Cholesterol appears in the fat deposits that form in the linings of the arteries, causing these vessels to become less elastic. The role of blood-cholesterol level in forming these deposits is unknown. This process, known as atherosclerosis, takes place gradually, in any artery of the body, beginning at any time from childhood on. When the fatty deposits in the arteries are heavy and irregular, they are known as plaques.
These plaques can restrict or even stop the flow of blood through the arteries or can cause rough spots that may break loose and create blood clots. When this occurs in one of the major blood vessels of the heart or brain, it causes a coronary or a stroke.
Medical experts stress that diet alone does not create a high risk of heart disease. Your heredity, physical activity, smoking habits, body weight, and even your personality may all play a part. New discoveries are continually changing the medical community’s views of cholesterol and heart disease.
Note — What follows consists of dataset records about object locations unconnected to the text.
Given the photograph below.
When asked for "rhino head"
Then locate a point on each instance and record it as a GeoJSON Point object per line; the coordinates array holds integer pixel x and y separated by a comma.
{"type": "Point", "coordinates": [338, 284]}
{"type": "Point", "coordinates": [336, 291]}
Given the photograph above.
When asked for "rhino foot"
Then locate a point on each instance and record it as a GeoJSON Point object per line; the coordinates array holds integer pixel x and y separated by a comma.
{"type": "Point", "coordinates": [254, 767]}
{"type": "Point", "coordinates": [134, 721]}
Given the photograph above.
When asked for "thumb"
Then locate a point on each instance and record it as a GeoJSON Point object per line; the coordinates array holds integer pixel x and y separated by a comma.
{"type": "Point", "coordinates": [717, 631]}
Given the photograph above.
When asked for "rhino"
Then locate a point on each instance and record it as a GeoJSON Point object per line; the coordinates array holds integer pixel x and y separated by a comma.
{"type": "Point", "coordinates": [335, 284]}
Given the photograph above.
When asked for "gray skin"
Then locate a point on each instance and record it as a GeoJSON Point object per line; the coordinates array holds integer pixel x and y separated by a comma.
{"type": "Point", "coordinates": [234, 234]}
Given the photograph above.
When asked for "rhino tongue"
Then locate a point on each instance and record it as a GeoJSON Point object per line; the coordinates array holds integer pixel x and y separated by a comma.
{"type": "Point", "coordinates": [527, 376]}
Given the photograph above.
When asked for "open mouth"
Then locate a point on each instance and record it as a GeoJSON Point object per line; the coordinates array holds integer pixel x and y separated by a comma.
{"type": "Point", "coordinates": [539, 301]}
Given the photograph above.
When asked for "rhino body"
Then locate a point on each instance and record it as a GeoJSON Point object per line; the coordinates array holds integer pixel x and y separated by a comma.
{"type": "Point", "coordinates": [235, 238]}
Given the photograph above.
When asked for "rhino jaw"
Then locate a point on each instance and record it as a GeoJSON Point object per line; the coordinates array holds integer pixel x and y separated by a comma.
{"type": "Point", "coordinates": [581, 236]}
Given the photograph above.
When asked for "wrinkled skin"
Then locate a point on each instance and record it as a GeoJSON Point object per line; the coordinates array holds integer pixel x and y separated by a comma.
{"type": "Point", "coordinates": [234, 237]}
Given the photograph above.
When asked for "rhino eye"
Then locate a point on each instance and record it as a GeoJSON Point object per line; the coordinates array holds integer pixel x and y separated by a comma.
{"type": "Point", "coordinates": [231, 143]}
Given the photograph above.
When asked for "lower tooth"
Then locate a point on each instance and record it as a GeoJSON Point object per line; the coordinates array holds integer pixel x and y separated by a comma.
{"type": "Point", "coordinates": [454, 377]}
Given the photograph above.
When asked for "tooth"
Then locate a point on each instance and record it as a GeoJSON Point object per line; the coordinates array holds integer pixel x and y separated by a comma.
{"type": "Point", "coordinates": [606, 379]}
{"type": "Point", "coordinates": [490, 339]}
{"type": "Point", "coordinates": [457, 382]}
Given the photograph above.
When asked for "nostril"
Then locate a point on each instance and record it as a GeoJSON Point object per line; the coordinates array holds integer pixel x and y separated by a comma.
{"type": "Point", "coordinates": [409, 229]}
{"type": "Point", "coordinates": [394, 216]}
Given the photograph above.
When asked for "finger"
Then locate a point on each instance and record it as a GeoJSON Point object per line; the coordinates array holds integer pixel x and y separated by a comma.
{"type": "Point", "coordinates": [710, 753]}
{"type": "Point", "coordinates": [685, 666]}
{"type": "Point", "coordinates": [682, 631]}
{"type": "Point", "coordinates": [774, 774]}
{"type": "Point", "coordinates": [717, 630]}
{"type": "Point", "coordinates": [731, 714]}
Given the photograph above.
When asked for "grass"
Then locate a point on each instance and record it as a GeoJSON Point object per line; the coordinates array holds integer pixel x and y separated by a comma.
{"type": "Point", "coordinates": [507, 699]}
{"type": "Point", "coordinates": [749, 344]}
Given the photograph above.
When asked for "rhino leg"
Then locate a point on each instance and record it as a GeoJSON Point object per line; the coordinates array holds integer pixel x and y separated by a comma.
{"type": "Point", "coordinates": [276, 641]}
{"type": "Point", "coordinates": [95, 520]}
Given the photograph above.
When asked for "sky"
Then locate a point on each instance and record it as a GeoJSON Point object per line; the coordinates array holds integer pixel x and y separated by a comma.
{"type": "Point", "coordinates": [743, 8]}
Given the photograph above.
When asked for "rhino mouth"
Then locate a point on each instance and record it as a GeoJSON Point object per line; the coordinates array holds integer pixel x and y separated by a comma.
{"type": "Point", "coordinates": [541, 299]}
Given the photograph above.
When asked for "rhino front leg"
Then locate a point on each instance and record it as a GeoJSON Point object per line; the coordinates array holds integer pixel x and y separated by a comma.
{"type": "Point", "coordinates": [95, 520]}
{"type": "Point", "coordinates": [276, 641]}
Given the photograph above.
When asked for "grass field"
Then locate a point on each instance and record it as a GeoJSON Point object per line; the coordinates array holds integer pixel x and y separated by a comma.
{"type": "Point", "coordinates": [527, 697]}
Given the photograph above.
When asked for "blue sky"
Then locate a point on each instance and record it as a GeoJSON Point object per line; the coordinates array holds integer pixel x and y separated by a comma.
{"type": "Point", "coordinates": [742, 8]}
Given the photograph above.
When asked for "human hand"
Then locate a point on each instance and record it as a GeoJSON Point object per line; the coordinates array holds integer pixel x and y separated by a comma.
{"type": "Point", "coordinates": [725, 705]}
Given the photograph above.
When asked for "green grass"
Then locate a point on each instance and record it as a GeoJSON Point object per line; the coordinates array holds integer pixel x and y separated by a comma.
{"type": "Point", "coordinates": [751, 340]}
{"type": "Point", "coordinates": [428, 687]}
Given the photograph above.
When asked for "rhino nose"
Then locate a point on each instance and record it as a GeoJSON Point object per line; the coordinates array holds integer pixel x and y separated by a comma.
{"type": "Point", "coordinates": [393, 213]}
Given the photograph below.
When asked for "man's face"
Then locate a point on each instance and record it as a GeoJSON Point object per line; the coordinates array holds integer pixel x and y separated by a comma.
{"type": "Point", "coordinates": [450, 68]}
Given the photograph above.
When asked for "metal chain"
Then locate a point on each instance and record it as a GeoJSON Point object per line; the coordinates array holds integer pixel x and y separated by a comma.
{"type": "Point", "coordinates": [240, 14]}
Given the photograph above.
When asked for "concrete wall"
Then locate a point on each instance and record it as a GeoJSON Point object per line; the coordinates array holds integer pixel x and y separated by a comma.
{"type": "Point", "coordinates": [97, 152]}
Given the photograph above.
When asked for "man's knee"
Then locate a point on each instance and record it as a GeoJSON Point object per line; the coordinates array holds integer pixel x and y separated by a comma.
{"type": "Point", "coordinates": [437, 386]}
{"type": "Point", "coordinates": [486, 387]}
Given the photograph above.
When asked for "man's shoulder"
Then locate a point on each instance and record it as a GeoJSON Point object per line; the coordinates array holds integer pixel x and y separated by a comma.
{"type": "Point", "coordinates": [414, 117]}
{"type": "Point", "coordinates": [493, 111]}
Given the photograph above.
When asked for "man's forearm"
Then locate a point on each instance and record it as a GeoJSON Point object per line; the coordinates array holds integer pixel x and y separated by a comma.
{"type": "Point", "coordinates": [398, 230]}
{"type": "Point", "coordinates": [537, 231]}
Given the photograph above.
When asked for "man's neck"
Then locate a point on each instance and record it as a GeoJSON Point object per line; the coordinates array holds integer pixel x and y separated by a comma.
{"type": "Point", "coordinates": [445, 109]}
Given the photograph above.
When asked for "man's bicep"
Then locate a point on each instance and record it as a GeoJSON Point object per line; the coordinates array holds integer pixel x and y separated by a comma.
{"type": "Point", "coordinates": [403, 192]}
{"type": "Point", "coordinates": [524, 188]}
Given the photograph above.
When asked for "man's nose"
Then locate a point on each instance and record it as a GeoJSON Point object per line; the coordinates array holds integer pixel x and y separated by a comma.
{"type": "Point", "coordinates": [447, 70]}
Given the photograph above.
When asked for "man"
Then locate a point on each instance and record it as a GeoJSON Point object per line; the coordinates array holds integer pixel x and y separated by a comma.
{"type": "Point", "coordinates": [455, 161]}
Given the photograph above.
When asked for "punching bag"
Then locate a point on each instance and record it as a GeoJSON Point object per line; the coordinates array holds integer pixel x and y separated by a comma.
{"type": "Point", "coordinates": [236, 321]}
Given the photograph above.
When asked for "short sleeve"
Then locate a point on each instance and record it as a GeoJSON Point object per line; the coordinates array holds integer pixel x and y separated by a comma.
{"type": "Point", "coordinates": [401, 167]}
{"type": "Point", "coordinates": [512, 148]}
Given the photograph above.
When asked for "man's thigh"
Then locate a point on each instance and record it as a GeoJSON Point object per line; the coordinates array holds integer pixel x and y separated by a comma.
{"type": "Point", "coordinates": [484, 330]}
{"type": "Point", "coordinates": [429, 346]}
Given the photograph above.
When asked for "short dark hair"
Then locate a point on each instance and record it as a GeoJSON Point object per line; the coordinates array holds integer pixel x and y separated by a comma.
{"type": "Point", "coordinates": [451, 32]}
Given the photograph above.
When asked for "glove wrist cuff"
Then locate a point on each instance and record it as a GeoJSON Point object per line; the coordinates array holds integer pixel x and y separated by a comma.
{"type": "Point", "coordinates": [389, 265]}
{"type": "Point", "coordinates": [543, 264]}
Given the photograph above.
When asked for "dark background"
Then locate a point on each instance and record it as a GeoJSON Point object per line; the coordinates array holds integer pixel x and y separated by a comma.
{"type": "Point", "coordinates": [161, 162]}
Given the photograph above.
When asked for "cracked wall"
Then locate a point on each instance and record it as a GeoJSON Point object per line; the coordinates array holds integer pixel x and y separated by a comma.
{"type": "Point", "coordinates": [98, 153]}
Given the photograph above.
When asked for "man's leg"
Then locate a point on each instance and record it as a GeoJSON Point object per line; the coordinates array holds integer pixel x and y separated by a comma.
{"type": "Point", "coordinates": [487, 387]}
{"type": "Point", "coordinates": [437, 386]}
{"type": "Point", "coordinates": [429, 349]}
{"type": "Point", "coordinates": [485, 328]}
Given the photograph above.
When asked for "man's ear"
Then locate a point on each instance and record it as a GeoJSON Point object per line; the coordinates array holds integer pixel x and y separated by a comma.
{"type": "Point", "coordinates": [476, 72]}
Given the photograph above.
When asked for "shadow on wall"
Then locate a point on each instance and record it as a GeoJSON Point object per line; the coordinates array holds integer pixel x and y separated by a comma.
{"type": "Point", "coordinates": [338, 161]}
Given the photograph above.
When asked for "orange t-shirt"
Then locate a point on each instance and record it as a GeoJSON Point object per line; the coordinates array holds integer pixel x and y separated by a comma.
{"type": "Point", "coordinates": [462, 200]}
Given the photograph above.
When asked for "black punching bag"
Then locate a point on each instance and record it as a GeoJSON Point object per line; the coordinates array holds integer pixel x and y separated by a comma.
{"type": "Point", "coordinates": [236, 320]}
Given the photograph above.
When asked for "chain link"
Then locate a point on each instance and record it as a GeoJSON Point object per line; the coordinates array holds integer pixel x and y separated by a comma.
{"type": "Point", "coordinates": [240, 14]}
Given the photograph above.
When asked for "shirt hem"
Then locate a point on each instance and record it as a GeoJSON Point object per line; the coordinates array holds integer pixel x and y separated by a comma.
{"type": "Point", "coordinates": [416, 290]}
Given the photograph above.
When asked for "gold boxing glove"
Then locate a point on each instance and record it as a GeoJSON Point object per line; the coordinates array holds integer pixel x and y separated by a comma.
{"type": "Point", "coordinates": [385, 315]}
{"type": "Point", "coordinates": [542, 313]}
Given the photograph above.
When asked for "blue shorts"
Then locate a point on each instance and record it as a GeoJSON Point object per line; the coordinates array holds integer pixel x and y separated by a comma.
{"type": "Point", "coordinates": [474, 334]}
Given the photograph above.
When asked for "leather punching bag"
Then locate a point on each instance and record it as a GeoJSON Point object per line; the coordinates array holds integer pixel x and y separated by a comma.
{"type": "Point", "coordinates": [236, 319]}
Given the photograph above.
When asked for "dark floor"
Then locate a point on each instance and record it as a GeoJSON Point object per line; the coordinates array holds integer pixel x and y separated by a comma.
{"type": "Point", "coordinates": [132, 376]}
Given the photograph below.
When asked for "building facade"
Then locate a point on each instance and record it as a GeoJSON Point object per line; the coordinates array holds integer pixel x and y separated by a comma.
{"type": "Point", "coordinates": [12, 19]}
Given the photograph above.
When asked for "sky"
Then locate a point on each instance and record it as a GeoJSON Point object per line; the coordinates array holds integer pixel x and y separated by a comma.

Most recently, two types of cholesterol-carrying lipoproteins have been linked to protection against or promotion of the disease process.
Though both of these lipoproteins contain cholesterol, the “protective” higher density ones (HDL) are found in greater amounts in people who exercise, drink only moderately, and do not smoke; while the “promoting” lower density ones (LDL) are more prevalent in obese people, smokers, and sedentary people. This research has not proven a connection between diet and these lipoproteins, but it does provide further evidence that there is a wide variety in the way people do and do not respond to diet, in the composition of their blood, and in their tendency to develop heart disease.